= Leon Clifton =

Fictional character

Leon Clifton (Léon Clifton) is a fictional detective, a protagonist of numerous Czech language detective stories of early 20th century. He is a brilliant American detective, master of disguise, capable to solve any mystery.

==Publications and authorship==
The stories, presented as authentic memoirs of an American detective translated from English, were initially published by Rudolf Storch (publisher) in Czechoslovakia during 1906–1911, 275 stories in total. Later publications (by other editors) were mostly either re-editions, or revised editions. These stories represented a phenomenon of Czech literature and were commonly known as cliftonky ("cliftonians", "Clifton tales"; singular: cliftonka). The authorship of the stories is not well attested. The digital archive of Czech Academy of Sciences states that the only confirmed author of cliftonky was Alfons Bohumil Šťastný. The authorship was established only after Šťastný's death when his widow started pursuing the copyrights. Another probable author was Czech actor and comedy and play writer Jaroslav Pulda.

==Influence==
Other authors were inspired by cliftonky as well. For example, in 1925 Slovak writer Bedřich Beneš Buchlovan published "Nejposlednější dobrodružství Leona Cliftona" [The Last Adventure of Leon Clifton]. Jiří Voskovec and Jan Werich produced a parody play "Gorila ex machina čili Leon Clifton čili Tajemství Cliftonova kladívka", premiered in 1928. During 1991–1994, Jaroslav Velinský, after writing over 30 stories about a (fictional) detective Ota Fink, tried to resurrect Clifton and published 5 cliftonky, with little success.
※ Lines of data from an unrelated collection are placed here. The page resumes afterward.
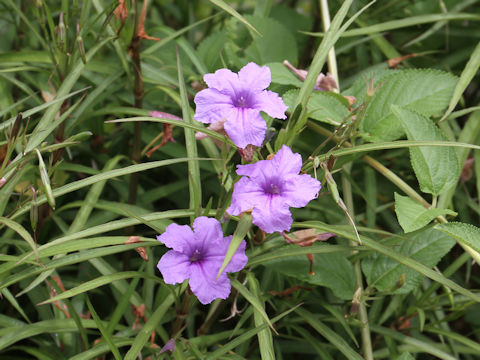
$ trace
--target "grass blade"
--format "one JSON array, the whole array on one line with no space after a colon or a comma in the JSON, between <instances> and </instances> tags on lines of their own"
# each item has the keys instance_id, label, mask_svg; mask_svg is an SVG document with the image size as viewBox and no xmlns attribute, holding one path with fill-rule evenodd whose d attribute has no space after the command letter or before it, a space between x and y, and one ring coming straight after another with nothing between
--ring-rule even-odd
<instances>
[{"instance_id":1,"label":"grass blade","mask_svg":"<svg viewBox=\"0 0 480 360\"><path fill-rule=\"evenodd\" d=\"M183 79L182 65L180 63L180 56L177 49L177 70L178 70L178 84L180 86L180 98L182 100L182 116L183 121L187 124L193 123L192 112L190 105L188 104L187 89L185 88L185 82ZM202 184L200 182L200 167L198 160L194 160L197 157L197 141L195 140L195 133L192 129L185 128L185 146L187 147L188 160L188 189L190 191L190 209L195 211L200 210L202 206ZM191 219L193 222L193 218Z\"/></svg>"}]
</instances>

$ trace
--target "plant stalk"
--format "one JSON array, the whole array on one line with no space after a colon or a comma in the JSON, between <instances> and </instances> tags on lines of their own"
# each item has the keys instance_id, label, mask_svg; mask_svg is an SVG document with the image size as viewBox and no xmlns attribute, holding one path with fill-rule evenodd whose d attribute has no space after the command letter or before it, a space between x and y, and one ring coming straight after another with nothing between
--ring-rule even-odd
<instances>
[{"instance_id":1,"label":"plant stalk","mask_svg":"<svg viewBox=\"0 0 480 360\"><path fill-rule=\"evenodd\" d=\"M343 171L350 173L351 164L345 165ZM347 206L348 213L350 216L355 218L355 208L353 204L353 193L352 193L352 184L348 181L348 177L345 176L345 173L342 173L342 189L343 189L343 198L345 200L345 205ZM358 246L358 243L350 240L350 246ZM353 252L354 254L356 251ZM360 268L360 260L356 260L353 264L353 269L355 272L355 287L356 291L363 293L363 277L362 269ZM368 323L368 313L365 302L360 300L358 312L360 315L360 321L362 322L362 349L363 355L366 360L373 360L373 350L372 350L372 336L370 334L370 326Z\"/></svg>"},{"instance_id":2,"label":"plant stalk","mask_svg":"<svg viewBox=\"0 0 480 360\"><path fill-rule=\"evenodd\" d=\"M140 61L140 42L141 38L138 34L138 1L134 2L133 5L135 9L135 24L134 24L134 34L132 37L132 42L130 43L130 49L132 51L132 63L134 70L134 87L133 95L135 99L134 106L138 109L142 108L143 105L143 78L142 78L142 64ZM142 123L134 123L134 133L133 133L133 148L132 148L132 162L134 164L139 164L141 160L141 145L142 145ZM137 190L138 190L138 177L139 173L133 173L130 175L130 186L128 191L128 203L135 204L137 202Z\"/></svg>"},{"instance_id":3,"label":"plant stalk","mask_svg":"<svg viewBox=\"0 0 480 360\"><path fill-rule=\"evenodd\" d=\"M327 32L328 28L330 27L330 12L328 10L328 2L327 0L320 0L320 12L322 14L322 24L323 24L323 31ZM327 55L327 63L328 63L328 72L332 74L335 82L337 83L338 88L333 89L334 92L339 92L340 90L340 83L338 82L338 68L337 68L337 57L335 55L335 47L332 46L330 51Z\"/></svg>"}]
</instances>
Some of the best cliftonky were recorded by Czech Radio.

Czech author Jaroslav Foglar in his childhood used to read cliftonky much and even copy them for sale, earning 20 heller per copy. This initially affected his literary style, and some of the first editions of his books were to be corrected later, to get rid of the literary slag.

==Literary criticism==
Cliftonky were a popular leisure reading of low literary value (paraliterature, pulp fiction).

A notable feature of cliftonky was an accent on the final punishment of "bad guys".

Ivan Adamovič in his Dictionary of Czech Literary Fantasy and Science Fiction brings an attention to fantastic elements in some cliftonky.